When tariffs appear suddenly, and with seemingly limited recourse, uncertainty spreads quickly across headlines and social media, but so too through board rooms and break rooms.
What we need is a tariff stability protocol that would trigger trilateral consultations within 30 days of any tariff increase. Slowing the current and creating the opportunity to reroute it entirely restores confidence, enabling businesses to plan investments, sign long-term contracts and move forward without fearing sudden economic shocks.
Stability alone, however, will not be enough to carry Canada forward. That’s why our second recommendation is making sure the rules that govern our economy match how it actually works today.
When Canada signed CUSMA in 2018, artificial intelligence, cybersecurity, infrastructure and cross-border data rules were in vastly different stages of development.
Right now, you can use generative AI to help decide what outfit to wear to your company’s holiday party, having it spit out as many hyper-realistic photos as you wish.
But just a few years ago, using the same tool likely produced an image out of a dystopian horror film. Applying the same thinking from that era to today’s tech-driven commercial reality would leave Canadians with a trade picture just as distorted.

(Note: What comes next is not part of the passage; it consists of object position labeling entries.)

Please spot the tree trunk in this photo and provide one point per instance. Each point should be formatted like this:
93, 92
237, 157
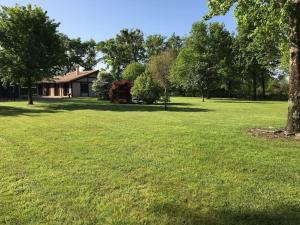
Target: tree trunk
254, 85
202, 90
166, 99
29, 86
293, 124
263, 85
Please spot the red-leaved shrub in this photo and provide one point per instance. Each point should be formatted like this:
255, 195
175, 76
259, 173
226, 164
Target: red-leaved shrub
120, 92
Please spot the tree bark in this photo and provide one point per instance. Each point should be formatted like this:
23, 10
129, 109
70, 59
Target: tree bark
263, 84
29, 86
254, 85
293, 123
166, 99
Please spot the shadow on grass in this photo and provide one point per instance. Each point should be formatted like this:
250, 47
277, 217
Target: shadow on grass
54, 106
178, 215
16, 111
217, 100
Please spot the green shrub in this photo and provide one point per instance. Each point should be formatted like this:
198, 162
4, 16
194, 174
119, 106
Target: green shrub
145, 90
102, 85
132, 71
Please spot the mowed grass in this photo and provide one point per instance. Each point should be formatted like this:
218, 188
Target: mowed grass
82, 161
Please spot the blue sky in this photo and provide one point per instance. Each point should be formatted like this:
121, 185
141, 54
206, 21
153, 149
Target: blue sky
102, 19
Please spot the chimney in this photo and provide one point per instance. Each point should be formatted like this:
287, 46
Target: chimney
77, 69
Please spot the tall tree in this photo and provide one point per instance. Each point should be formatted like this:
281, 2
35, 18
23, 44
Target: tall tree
126, 47
274, 18
30, 47
83, 53
154, 44
175, 43
159, 67
205, 56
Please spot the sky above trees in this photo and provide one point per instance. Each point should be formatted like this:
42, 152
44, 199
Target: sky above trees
103, 19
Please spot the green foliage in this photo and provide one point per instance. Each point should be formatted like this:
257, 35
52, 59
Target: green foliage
132, 71
205, 59
136, 164
279, 87
154, 45
118, 52
159, 68
79, 53
31, 48
145, 89
174, 43
102, 85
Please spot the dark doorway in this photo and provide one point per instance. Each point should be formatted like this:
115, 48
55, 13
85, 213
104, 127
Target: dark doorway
46, 90
84, 89
66, 89
56, 90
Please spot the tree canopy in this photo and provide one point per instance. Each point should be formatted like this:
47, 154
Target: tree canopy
30, 46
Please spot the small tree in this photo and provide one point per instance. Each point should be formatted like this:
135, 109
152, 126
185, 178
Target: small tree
31, 48
102, 85
145, 89
120, 92
132, 71
159, 67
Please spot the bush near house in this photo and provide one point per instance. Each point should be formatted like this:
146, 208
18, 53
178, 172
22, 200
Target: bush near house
120, 92
145, 90
102, 85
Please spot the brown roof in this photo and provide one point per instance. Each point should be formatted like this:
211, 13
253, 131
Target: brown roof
69, 77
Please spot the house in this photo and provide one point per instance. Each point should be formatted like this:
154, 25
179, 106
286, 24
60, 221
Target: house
74, 84
9, 92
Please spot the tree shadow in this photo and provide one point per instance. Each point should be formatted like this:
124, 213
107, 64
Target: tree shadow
54, 106
216, 100
178, 215
122, 108
16, 111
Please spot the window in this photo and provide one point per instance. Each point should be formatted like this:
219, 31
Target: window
56, 90
84, 88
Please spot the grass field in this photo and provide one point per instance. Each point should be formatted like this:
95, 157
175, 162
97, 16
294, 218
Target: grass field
82, 161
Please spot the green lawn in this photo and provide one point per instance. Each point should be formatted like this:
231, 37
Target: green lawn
83, 161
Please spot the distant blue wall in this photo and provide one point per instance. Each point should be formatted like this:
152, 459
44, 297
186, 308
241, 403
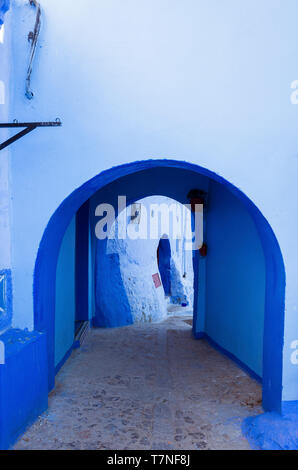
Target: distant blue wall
65, 295
164, 264
235, 293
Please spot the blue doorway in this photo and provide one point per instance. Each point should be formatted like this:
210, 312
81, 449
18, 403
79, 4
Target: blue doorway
164, 264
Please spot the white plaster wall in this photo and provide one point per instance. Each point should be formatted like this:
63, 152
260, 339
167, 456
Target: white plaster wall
138, 260
5, 188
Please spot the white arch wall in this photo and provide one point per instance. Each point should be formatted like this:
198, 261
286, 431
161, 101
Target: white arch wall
137, 259
207, 82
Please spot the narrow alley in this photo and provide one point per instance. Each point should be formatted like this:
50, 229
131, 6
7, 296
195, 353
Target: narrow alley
146, 386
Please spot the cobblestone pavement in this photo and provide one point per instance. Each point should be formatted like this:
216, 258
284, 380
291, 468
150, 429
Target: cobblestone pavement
146, 387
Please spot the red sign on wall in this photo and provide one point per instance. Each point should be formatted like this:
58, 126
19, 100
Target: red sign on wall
156, 280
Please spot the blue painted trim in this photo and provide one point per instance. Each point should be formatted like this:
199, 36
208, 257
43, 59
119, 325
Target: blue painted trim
45, 268
23, 383
231, 356
76, 345
82, 263
272, 431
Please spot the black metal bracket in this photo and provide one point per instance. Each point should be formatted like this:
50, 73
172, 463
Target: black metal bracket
28, 127
33, 38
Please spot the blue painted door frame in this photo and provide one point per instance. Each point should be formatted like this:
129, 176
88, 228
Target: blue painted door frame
164, 264
82, 263
45, 269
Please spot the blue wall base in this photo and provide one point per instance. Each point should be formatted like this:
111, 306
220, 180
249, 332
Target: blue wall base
272, 431
23, 383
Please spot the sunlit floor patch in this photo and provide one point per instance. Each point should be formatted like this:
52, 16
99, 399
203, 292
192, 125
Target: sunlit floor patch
147, 387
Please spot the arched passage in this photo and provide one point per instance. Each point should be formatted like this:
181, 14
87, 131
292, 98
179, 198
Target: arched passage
172, 179
164, 264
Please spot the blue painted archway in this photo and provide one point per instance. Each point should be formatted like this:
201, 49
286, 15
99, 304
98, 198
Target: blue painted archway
164, 264
46, 263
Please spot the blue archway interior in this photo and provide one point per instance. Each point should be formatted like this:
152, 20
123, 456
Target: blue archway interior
172, 179
164, 264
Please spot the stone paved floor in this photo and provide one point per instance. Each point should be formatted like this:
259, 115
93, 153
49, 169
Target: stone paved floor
146, 387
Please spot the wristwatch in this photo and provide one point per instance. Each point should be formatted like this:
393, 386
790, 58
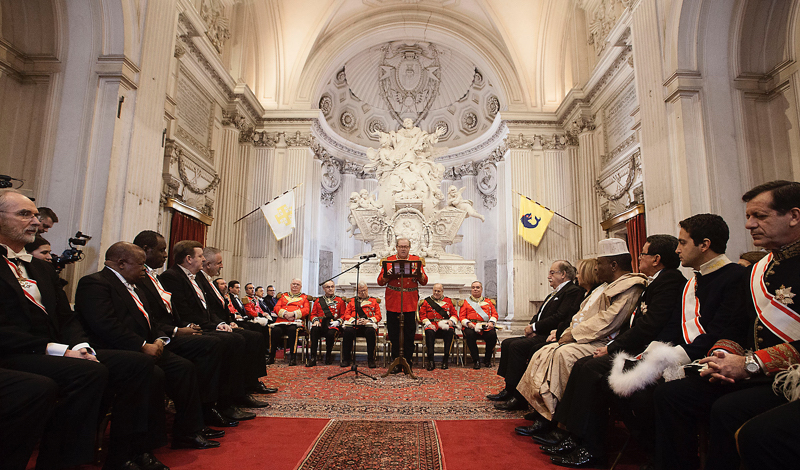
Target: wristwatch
750, 364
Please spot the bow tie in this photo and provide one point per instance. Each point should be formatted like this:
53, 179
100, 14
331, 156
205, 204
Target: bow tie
16, 258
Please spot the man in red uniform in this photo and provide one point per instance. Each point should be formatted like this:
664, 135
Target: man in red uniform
478, 318
292, 307
360, 319
326, 320
410, 293
438, 317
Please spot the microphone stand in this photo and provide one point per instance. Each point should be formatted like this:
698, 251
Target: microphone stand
353, 364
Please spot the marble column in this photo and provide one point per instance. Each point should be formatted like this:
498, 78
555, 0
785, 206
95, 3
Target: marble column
588, 203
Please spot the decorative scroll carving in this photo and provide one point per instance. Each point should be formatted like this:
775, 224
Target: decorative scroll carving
625, 185
299, 140
218, 32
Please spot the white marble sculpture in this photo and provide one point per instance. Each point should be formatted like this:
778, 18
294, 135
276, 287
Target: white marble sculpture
410, 202
454, 199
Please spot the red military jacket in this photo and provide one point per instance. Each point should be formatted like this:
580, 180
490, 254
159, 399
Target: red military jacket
393, 287
468, 314
298, 305
337, 308
429, 316
250, 307
370, 307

There’s no fault here; it’s simply the speed of technological change. But it means the agreement must now catch up.
Data is no longer a secondary input. It is core economic infrastructure and for Manitoba that is especially clear in agriculture.

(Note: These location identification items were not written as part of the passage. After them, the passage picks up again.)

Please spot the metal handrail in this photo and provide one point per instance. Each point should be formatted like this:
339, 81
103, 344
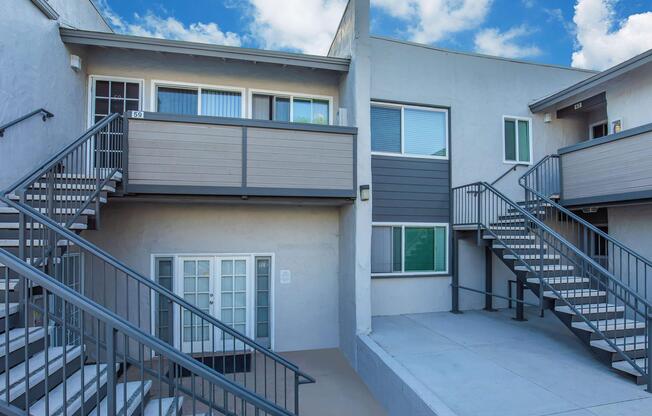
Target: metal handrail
630, 298
526, 182
72, 297
44, 113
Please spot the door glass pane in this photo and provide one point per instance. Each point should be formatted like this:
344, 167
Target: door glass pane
282, 109
302, 109
196, 278
424, 132
523, 141
385, 129
234, 294
419, 249
510, 140
221, 103
261, 107
262, 300
320, 112
176, 100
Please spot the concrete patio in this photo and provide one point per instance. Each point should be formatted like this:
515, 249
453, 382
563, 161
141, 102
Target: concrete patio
484, 364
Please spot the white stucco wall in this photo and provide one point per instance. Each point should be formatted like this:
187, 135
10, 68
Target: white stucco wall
630, 98
479, 91
304, 240
35, 72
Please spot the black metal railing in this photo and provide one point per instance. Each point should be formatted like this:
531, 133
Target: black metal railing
481, 205
45, 114
111, 351
541, 184
70, 186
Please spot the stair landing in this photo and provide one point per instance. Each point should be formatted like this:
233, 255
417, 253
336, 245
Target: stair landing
483, 363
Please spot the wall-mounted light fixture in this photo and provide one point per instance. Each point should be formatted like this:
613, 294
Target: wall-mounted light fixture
365, 192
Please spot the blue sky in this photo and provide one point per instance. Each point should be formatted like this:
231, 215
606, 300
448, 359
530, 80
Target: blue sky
592, 34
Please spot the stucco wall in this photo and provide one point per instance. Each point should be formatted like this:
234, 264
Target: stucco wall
304, 240
150, 66
479, 91
630, 98
35, 72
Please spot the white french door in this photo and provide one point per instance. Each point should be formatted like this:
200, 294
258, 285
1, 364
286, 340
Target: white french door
221, 287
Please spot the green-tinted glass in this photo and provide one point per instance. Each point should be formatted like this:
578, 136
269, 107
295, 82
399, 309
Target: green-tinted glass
510, 140
440, 249
523, 141
419, 249
397, 247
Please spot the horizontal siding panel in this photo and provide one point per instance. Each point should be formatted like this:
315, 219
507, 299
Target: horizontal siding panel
184, 154
297, 159
613, 168
410, 189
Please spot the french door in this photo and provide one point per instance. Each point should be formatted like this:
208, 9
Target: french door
221, 287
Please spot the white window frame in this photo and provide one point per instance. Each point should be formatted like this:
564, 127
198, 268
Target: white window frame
403, 225
91, 93
291, 96
517, 162
251, 296
155, 83
402, 107
597, 123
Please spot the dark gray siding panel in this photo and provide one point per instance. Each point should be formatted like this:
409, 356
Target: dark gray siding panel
410, 189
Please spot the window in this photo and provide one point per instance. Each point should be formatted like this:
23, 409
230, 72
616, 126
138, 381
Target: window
409, 130
290, 108
205, 101
409, 249
517, 140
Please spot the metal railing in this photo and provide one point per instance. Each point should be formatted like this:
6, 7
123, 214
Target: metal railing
542, 182
481, 205
45, 114
58, 195
111, 351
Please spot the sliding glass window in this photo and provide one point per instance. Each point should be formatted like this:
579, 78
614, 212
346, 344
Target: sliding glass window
409, 249
409, 130
198, 101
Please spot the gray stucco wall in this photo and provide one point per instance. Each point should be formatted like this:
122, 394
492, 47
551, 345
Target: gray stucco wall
36, 73
479, 91
304, 240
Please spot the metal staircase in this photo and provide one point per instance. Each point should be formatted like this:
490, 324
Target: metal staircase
595, 302
78, 333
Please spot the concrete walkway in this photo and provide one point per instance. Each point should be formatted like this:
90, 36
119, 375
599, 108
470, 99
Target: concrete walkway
485, 364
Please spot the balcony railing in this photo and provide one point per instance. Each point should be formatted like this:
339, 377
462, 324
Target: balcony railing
614, 168
200, 155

Current rules that prevent forced data storage within a single country — except for short-term cases tied to biosecurity or food safety — help keep costs low for Canadian ag-tech companies. These protections allow our farmers to access real-time analytics, become more efficient and grow their business.
Preserving and strengthening these provisions, alongside clear rules for data interoperability and transparency, will determine whether Canada’s — and Manitoba’s — ag sector remains globally competitive.

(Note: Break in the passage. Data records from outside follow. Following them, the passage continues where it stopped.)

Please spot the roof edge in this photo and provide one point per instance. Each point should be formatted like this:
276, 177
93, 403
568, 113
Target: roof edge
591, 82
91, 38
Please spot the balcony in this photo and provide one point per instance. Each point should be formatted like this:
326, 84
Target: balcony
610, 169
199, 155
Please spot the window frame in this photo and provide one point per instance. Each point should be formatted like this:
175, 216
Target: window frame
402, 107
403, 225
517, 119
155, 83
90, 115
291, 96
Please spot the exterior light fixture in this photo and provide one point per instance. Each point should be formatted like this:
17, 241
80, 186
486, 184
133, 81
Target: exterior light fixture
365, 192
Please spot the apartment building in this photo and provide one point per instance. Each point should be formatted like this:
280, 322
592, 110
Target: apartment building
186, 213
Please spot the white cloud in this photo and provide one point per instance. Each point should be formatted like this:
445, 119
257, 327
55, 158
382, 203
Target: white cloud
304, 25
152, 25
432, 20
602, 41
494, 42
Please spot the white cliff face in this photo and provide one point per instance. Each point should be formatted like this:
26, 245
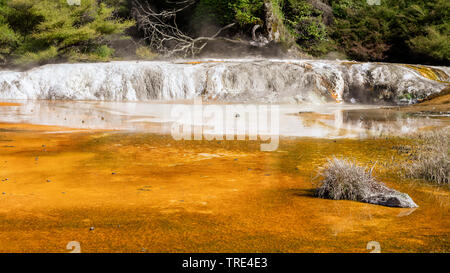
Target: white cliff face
282, 81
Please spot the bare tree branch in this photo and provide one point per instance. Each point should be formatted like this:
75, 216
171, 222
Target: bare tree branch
162, 33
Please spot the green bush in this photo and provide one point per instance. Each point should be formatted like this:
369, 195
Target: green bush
48, 30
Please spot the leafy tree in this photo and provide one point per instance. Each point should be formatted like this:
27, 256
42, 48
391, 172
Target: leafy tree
47, 30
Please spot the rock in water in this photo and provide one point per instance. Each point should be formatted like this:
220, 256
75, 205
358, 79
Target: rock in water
345, 180
391, 198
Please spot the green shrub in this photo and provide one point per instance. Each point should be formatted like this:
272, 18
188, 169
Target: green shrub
48, 30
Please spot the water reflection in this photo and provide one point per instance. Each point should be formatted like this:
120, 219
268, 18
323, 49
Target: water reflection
325, 121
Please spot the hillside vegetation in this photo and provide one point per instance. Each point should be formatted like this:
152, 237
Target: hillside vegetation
409, 31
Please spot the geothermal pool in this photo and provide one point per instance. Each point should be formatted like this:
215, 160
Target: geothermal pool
88, 154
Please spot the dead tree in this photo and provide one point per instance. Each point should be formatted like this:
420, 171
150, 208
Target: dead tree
162, 33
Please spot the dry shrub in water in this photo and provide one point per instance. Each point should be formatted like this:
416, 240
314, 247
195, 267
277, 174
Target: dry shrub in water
430, 159
344, 179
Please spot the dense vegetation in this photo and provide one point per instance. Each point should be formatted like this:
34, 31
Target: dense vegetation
411, 31
47, 30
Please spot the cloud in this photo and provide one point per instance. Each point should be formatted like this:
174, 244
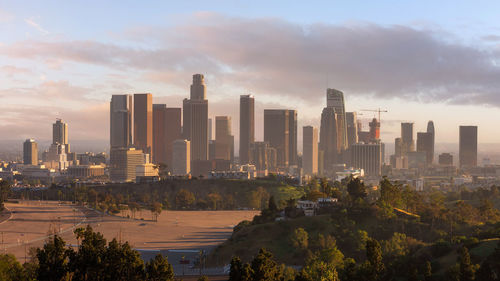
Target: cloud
279, 58
5, 16
27, 121
491, 38
35, 25
11, 70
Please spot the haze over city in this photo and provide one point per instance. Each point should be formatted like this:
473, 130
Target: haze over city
67, 66
249, 140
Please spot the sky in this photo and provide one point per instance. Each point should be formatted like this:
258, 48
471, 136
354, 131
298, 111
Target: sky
419, 60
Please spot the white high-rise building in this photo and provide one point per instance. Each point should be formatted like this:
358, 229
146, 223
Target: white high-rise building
335, 99
181, 158
310, 150
121, 121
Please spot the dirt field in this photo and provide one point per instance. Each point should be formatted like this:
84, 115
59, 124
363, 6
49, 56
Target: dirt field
32, 221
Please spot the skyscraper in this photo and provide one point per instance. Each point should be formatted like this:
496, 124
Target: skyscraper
195, 126
445, 159
352, 128
374, 130
430, 130
276, 133
264, 157
407, 137
468, 146
124, 162
30, 152
368, 157
159, 133
335, 99
121, 121
143, 122
310, 150
210, 129
425, 144
60, 134
181, 157
247, 127
173, 132
292, 135
329, 138
223, 138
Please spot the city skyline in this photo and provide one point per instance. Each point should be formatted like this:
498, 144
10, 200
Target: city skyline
37, 55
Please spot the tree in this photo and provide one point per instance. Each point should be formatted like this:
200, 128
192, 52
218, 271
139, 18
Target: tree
356, 189
184, 199
52, 260
236, 269
11, 269
88, 263
428, 271
121, 262
158, 269
466, 268
272, 204
264, 268
300, 238
376, 266
4, 192
156, 209
215, 200
133, 207
318, 270
390, 193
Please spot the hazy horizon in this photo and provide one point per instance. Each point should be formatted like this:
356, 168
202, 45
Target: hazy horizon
402, 58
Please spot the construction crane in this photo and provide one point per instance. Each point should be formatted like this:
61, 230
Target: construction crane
375, 110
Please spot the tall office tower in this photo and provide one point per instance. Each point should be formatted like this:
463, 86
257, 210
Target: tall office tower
335, 99
310, 150
30, 152
398, 147
374, 130
223, 138
264, 157
181, 160
159, 134
430, 130
195, 126
60, 134
292, 135
186, 119
368, 156
445, 159
468, 146
211, 150
123, 164
407, 137
143, 122
247, 127
121, 121
329, 138
425, 144
352, 128
276, 133
210, 129
173, 132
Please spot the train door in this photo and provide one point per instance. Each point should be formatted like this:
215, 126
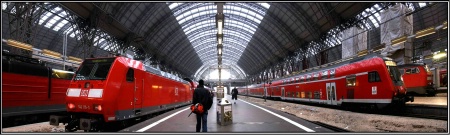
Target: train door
331, 93
265, 92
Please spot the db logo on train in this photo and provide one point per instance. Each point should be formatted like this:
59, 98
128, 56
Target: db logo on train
84, 93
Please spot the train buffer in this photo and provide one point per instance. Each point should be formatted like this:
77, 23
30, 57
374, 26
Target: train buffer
247, 117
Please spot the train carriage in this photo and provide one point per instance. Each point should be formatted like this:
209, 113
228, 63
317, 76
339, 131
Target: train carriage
418, 78
31, 90
105, 90
372, 80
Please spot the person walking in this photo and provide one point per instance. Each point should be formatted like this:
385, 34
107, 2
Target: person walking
234, 93
203, 96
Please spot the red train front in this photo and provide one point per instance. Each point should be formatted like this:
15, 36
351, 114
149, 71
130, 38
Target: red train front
418, 78
116, 89
372, 80
31, 90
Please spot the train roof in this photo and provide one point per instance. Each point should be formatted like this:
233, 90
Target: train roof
148, 68
335, 64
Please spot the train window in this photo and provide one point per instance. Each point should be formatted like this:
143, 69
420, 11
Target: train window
97, 69
374, 77
351, 80
332, 72
415, 70
408, 71
26, 69
130, 75
324, 74
316, 76
316, 95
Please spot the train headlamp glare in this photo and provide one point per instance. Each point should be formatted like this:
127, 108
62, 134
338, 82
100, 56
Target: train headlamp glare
97, 107
86, 85
71, 106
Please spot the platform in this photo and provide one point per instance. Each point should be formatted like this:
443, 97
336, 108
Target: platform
440, 100
247, 117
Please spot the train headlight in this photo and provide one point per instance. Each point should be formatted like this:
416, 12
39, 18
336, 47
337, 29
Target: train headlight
96, 93
97, 107
71, 106
73, 92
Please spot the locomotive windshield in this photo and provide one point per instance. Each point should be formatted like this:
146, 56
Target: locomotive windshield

And let’s talk about global competition.
Too often, national trade conversations treat provinces and cities as inputs rather than engines.
That framing misses what is actually driving the North American economy.
Winnipeg and Manitoba are core contributors to this partnership. From advanced manufacturing and aerospace to automotive supply chains, agriculture, pharmaceuticals and critical minerals, our economy is deeply embedded in continental production systems.
Manitoba is home to 30 of 34 critical minerals on Canada’s national list. Our aerospace and defence sectors support continental security. Our agriculture equipment manufacturing feeds global food systems.
Recent data show our pharmaceutical sector now accounts for nearly seven per cent of provincial GDP, with firms such as Pfizer, Bausch Health and Dynacare operating in the province. These industries are operating at a scale critical to Canada’s competitive positioning, right here in friendly Manitoba.
That’s why the third, and perhaps most important, recommendation we brought is to protect the parts of CUSMA that already give businesses confidence to invest in us.
The framework on temporary entry provisions for businesspersons is a clear example.
These rules allow skilled workers to move quickly across borders to support projects and operations. Weakening those rules would immediately hurt business activity in all three countries.
The same is true for Canada’s patent rules, which need to incentivize companies to invest in new products, research and innovation by reducing uncertainty.
We see the scale of this challenge. Canada is not the largest economy at the negotiating table. The dynamic will always carry an element of David and Goliath.
But as evidenced in the recent federal budget, Canada is defining our own future with a made-in-Canada action plan. Let us carry that clarity and confidence into the CUSMA negotiations.
In doing so, we will have achieved both a renewed, stronger and more resilient trade agreement and nation.
Loren Remillard is president and CEO of the Winnipeg Chamber of Commerce.